Sunday, March 4, 2012

so. i finally told mom everything that has been going on for the last year of my life. well, i emailed it. i still cant bring myself to --tell- her. i told her i dont want to talk about it ever again and that i dont want to be coddled. theres nothing i can do about it. i feel really stupid because i dont know if i even knew the real zach and here i was planning to spend the rest of my life with him. i planned to move, have kids, the whole enchilada, and since that time, while i thought we were working things out, he got married, divorced, and engaged to a totally different person. what does that make me exactly?

a bleeding stupid heart for one, bc i'm still so worried about him. i cant even fathom what is going on in his mind right now. i dont want to. would i ever want to have kids with him now, no. but would i help pay for him to get professional help, yes. maybe thats silly of me. but i still care.

speaking of caring, i'm told that some of the towns worst hit by these storms were West Liberty and Saylersville, KY. so if you hear of any charities that are doing work in those areas, check them out. i know Red Cross is doing work there, so that text number i mentioned is important. help out those who have nothing left. things might be bad for you, but remember that there is someone out there who is having a worse experience. thats what i'm trying to remember and to do whatever i can to help them.

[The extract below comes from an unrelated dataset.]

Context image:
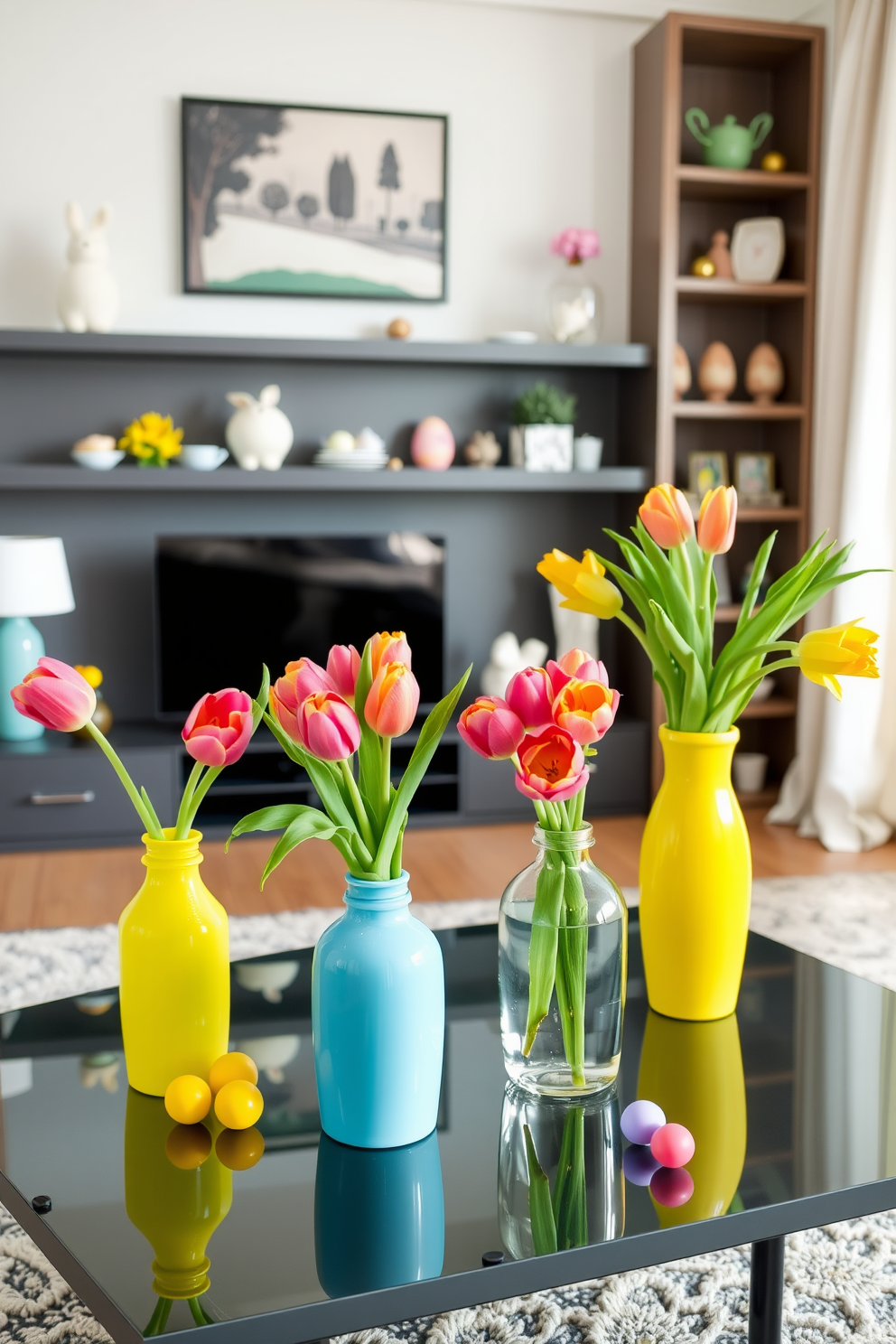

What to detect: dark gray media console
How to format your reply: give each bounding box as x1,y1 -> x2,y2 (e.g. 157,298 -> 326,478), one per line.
0,332 -> 653,849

i would be lying to you if i said that i didnt still have love for zach. for the zach i thought i knew anyway, for the year we were together. and i dont know if that means i dont know what love is, since i loved a lie, but i did the best i could. i dont know what this means for future dating for me. i really dont. i wont let anyone ever hurt me like this has hurt me again. i just. i cant even fathom what is going on in the world right now, on so many levels. mostly personal ones.

i do wish him happiness. if this new fiance makes him happy, gets him to stop drinking so much, and gets his life in order, then she will be the best thing to ever happen to him and i will be glad for it. that doesnt make me any less sad for the way things have happened.

two steps forward and one step back. i gotta just take two more steps forward and remember that things may be hard now but they'll get better someday.